Summitt began coaching the Lady Vols a couple of years after Title IX, a federal civil rights law that prohibited discrimination in education based on gender, was passed in 1972. Summitt’s accomplishments brought attention to women’s basketball at a time when opportunities expanded for college sports programs for women in the nation.
“Long before the Lady Vols had their own basketball-only practice facility and she was making a seven-figure salary, Summitt made just $8,900 per year and fought with physical education classes for practice space in a multiuse gymnasium,” ESPN reported.
“As I got older, I understood that women had to fight for respect in more ways than one,” Summitt wrote in “Reach.” “Looking back on it, I don’t think anyone in the family worked as hard as my mother or got less credit for it,” she said.
For Summitt, sports offered a “vital avenue to self-worth for women,” adding that the “explosion” in female athletic participation seen in the past few decades was important for society as a whole.
“There was actually a time when women were forbidden to run marathons for fear we’d damage our ovaries.

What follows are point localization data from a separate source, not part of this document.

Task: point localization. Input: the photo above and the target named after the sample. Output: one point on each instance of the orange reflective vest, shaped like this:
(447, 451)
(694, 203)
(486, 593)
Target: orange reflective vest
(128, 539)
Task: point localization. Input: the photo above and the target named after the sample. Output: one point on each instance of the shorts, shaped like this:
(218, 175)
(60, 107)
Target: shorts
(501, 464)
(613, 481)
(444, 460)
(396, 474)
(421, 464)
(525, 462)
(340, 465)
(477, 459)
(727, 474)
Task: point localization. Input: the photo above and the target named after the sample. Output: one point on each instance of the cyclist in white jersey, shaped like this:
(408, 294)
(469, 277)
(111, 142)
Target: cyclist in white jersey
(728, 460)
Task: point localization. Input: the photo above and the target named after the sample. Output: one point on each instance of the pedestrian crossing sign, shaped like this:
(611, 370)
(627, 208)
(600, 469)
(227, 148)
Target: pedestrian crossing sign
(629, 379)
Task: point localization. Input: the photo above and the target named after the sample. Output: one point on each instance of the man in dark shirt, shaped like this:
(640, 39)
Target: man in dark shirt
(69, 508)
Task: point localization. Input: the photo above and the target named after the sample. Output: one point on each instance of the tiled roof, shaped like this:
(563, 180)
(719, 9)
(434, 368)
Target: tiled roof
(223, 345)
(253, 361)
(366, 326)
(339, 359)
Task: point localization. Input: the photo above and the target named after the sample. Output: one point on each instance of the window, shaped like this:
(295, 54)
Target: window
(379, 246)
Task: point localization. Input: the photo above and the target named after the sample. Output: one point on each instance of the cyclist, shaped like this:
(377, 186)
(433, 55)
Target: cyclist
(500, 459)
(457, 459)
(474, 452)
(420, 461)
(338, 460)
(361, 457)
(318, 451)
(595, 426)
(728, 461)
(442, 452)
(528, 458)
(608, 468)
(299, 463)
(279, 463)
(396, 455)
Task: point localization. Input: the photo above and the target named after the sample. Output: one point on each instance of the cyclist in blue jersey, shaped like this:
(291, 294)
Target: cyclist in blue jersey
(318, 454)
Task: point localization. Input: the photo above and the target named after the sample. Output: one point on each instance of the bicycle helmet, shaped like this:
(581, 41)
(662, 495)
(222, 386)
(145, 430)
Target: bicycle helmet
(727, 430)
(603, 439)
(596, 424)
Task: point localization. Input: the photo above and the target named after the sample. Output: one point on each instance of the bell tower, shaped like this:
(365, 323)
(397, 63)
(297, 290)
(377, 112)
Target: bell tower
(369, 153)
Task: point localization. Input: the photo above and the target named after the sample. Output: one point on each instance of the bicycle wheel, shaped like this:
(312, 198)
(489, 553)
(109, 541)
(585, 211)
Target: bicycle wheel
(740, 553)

Basketball for women was stationary to make sure we didn’t swoon,” Summitt wrote. “But unfettered play affords the experience of excellence, both physically and mentally. It is too critical for personal development to deny it to half the population.”
Cierra Burdick, a former Lady Vol player, said on Instagram that Summitt “touched thousands of people across this world.”
“You changed the game and paved the way for women’s sports. You brought women from all different backgrounds together to create an unbreakable family. You taught us how to be great on the court, but even more importantly, off of it. You showed us what true love was and I am forever grateful for that. Thank you, coach,” she said.
Summitt is survived by her son, Tyler, who is the former women’s coach at Louisiana Tech; her mother, Hazel Albright Head; her sister, Linda Atteberry; and her brothers, Kenneth, Tommy and Charles Head.